On the day the Yom Kippur War broke out, Gideon Rice stayed at his home on Kibbutz Givat Brenner. The winds of war were felt throughout the State of Israel, as well as in Kibbutz Givat Brenner, many of whose members had already been called to their combat units into the battles, in southern Sinai against Egypt and in the Golan Heights against Syria.
Gideon Rice, an outstanding and revered basketball player at Hapoel Givat Brenner, expected the television broadcast of the basketball game from the European Championship in Barcelona, in which the Israeli team played against Turkey. Zevik and Yehuda, Gideon’s two older brothers, had already been called to their military units, and he was called to the armored brigade under the command of Yossi Peled, who was in Jerusalem. Rice and his soldiers loaded the old Centurion tanks onto carriers and set out for the Golan Heights.
Rice, the officer from Givat Brenner, one of the stars of the kibbutz basketball team, was admired by his subordinates. He was a leader and role model. A few years ago I had a long phone call with him. He sat in his office in New Jersey, where he has lived since the 1980s. In that conversation, he spoke again about the battle in the Golan Heights. “We knew that hundreds of tanks were storming in the direction of the State of Israel and that the Syrians held most of the Golan Heights,” he recalled. “My brothers were also recruited and fought on another front in the south.

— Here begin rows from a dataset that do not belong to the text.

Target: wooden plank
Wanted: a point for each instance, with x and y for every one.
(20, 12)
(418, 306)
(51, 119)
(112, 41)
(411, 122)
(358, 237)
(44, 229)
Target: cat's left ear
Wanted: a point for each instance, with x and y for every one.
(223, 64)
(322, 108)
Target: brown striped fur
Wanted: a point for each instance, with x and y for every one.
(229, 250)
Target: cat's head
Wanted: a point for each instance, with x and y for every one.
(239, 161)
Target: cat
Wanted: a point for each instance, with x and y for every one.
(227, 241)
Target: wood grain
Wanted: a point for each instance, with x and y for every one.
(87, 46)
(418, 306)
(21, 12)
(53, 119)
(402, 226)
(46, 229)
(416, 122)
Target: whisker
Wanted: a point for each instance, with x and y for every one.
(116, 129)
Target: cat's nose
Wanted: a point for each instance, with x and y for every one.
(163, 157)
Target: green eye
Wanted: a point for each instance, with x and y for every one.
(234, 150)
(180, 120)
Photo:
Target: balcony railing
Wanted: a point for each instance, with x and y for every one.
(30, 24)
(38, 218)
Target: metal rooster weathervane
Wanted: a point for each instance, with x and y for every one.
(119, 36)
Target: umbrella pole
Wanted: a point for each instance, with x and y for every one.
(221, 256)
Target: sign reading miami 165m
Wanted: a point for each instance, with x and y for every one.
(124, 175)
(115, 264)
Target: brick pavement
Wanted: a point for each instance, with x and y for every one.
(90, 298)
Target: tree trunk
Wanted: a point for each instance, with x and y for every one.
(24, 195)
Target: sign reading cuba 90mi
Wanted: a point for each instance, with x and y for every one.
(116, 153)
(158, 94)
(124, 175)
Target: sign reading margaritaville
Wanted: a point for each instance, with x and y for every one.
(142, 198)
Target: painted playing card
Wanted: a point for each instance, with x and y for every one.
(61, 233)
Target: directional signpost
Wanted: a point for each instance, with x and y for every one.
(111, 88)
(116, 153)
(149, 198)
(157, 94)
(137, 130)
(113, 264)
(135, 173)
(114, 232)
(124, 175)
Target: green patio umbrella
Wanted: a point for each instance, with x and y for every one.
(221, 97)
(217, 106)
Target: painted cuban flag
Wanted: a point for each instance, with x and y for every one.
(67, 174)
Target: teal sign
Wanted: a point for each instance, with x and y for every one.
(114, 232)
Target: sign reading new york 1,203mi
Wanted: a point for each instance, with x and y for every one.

On the third day of the Yom Kippur War, Rice led the Centurion Tanks Company under his command, the Zizit Company, to a small Syrian village near a trading post in the Golan Heights. The company’s mission was to fight against Syrian tanks in the area and against Syrian commando soldiers, who arrived in the village in dozens of water slugs and were on their way to break into Israel. “We entered the Syrian village. My command tank stood next to a prominent house in an alley. We knew that the area was infested with commando men and many Sager missiles. I saw a Syrian sniper approaching my centurion tank and soldiers jumping and storming the tank with Sagar missiles. I opened the turret lid and started firing at the Syrian commando attacking the machine gun mounted in the tank turret. A missile was fired at my tank and hit the antenna in the back.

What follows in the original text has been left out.